Летом 1792 года тюрьмы были переполнены — в них томилось более тысячи граждан, арестованных без достаточных оснований. Среди них — непокорные или неприсягнувшие священники, те, кто отказался принести клятву верности революции. Аресту подверглись и те, кто каким-то образом служил королевской семье, от последнего придворного лакея до мадам де Турзель, гувернантки королевы, и ее наперсницы принцессы де Ламбаль. Те аристократы, что остались во Франции, тогда как их друзья и родственники бежали, стали фишками в игре, целью которой было арестовать как можно больше членов семей ancien regime. Представителей таких семейств отправляли в разные тюрьмы, чтобы сделать еще более нестерпимо мучительной их встречу на эшафоте. Такие казни толпа предвкушала заранее. На одной из них присутствовала Мадлен: Мальзерба сначала заставили наблюдать, как гильотина лишила жизни его дочь, потом внучку, зятя и, наконец, сестру и двух ее компаньонок, — только после этого старику была дарована милость гильотинирования.
…Во сне я заблудилась…
Не знаю, какую тюрьму увидела я в своих грезах, глядя словно сквозь замочную скважину. Я видела лишь то, что двигалось в ограниченном поле моего зрения, и не могла повернуться в ту или иную сторону, чтобы определить свое местонахождение по вывескам или каким-то другим приметам.

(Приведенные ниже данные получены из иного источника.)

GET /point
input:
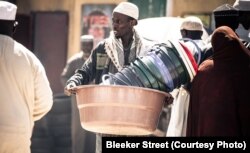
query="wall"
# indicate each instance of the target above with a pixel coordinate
(74, 9)
(178, 7)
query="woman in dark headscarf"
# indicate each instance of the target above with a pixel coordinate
(220, 92)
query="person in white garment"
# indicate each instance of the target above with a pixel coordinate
(191, 31)
(25, 93)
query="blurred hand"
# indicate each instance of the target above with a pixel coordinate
(69, 89)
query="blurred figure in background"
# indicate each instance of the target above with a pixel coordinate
(219, 96)
(243, 30)
(191, 31)
(224, 15)
(26, 95)
(82, 141)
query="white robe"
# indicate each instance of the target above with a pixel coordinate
(25, 95)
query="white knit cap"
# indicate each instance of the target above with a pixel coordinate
(87, 38)
(192, 23)
(7, 11)
(128, 9)
(242, 5)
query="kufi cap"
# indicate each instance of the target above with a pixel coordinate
(225, 10)
(192, 23)
(242, 5)
(128, 9)
(7, 11)
(87, 38)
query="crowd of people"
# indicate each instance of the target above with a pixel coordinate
(214, 103)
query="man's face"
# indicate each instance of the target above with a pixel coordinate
(122, 25)
(87, 46)
(245, 19)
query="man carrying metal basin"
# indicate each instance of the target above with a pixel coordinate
(121, 48)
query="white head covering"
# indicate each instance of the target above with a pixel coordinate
(242, 5)
(128, 9)
(87, 38)
(7, 11)
(192, 23)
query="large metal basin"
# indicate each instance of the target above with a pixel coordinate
(120, 110)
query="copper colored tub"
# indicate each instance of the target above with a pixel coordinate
(119, 110)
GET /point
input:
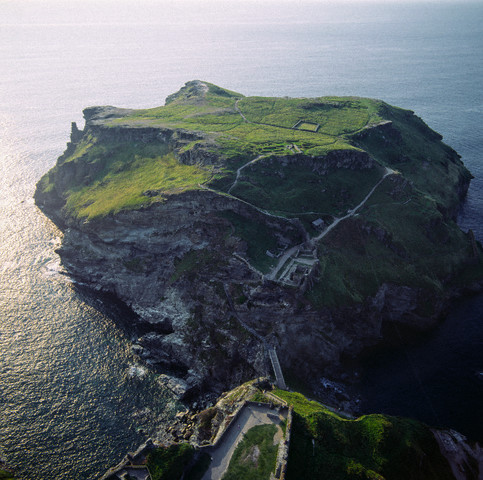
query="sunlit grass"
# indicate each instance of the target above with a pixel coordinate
(124, 190)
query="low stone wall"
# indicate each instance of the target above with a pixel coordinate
(130, 461)
(283, 448)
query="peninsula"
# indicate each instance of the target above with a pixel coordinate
(233, 226)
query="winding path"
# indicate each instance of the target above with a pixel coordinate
(222, 453)
(290, 252)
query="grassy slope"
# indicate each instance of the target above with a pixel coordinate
(243, 465)
(5, 475)
(419, 247)
(325, 445)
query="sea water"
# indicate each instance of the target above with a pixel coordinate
(72, 398)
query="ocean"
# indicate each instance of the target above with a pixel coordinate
(73, 399)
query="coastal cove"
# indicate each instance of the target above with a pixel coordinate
(58, 353)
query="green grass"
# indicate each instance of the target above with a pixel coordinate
(259, 238)
(192, 262)
(168, 463)
(121, 185)
(255, 456)
(325, 445)
(5, 475)
(197, 471)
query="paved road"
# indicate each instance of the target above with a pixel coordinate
(249, 417)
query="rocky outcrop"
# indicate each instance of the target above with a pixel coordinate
(184, 269)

Я видела толпу, теснившуюся, пытаясь быстрее пройти сквозь узкий тюремный вход, двери которого надзиратели распахнули настежь. Тех, кто с пиками, вытолкнули вперед. Это была чудовищная коллекция голов — мужских, женских; напудренные дамские парики, эти высокие сооружения, сбились набок, у некоторых прически растрепались. Ни одна из голов не была живой , ни одна не видела, как моя. Кроме этих ужасных голов на пики были насажены куски женских тел: гражданка, которая подняла высоко вверх лоскутья человеческой кожи, хвалилась, что это груди принцессы де Ламбаль. От отца Луи я узнала, что конец принцессы действительно был ужасен: ее выволокли из камеры, разрубили на куски, которые выставили напоказ, насадив на пики, под окнами Тампля, где все еще пребывала в заключении королева, ее подруга. Говорят, когда королева узнала какую-то драгоценность в волосах принцессы, она упала в обморок.

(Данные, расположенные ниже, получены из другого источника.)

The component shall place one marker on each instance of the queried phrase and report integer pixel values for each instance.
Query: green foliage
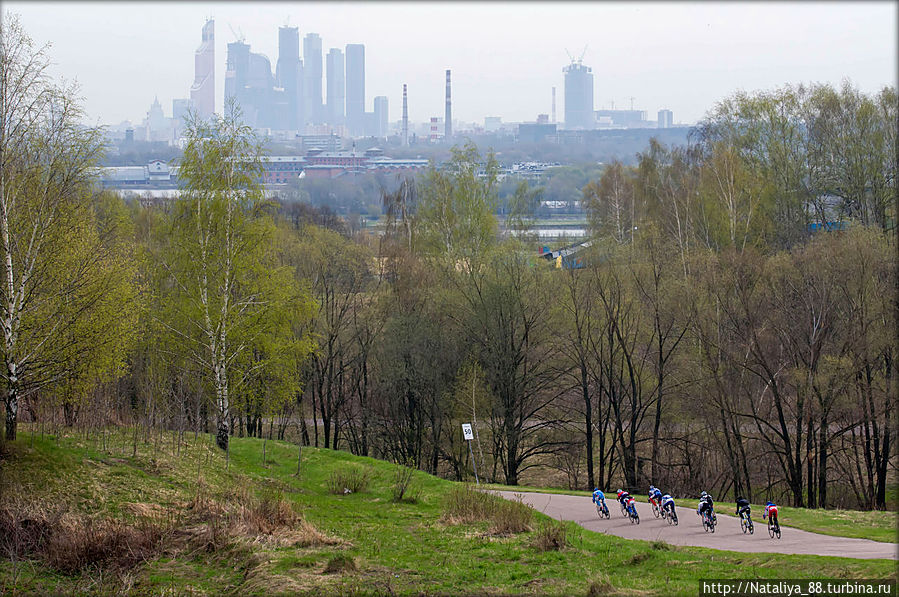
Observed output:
(456, 215)
(237, 312)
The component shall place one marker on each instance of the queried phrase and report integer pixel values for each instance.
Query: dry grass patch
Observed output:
(551, 536)
(600, 586)
(466, 504)
(71, 543)
(340, 563)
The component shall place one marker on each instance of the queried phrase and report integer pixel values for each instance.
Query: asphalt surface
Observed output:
(689, 531)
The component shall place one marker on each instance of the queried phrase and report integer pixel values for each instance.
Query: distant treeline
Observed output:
(732, 328)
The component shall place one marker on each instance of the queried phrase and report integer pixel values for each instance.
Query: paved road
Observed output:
(727, 535)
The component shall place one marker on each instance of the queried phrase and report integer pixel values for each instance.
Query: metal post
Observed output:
(473, 464)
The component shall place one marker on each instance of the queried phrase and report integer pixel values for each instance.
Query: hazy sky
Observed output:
(505, 56)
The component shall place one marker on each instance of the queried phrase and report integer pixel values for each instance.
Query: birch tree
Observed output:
(55, 260)
(226, 286)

Я видела в поднятых руках целый арсенал оружия: больше всего было заостренных железных прутьев, столь любимых les piquers[137], а также пистолеты, штыки и самое страшное — самодельные тесаки, призванные выполнить мясницкую работу от имени…
Именно должностные лица Коммуны города Парижа, убежденные, что тюрьмы служат рассадником заговоров, решили отдать заключенных на растерзание народу. Суды, мол, работают слишком медленно. Так была санкционирована оргия смертоубийства, длившаяся пять дней. В результате были убиты сотни священников, истреблены узницы тюрьмы Сальпетриер — исключительно женщины.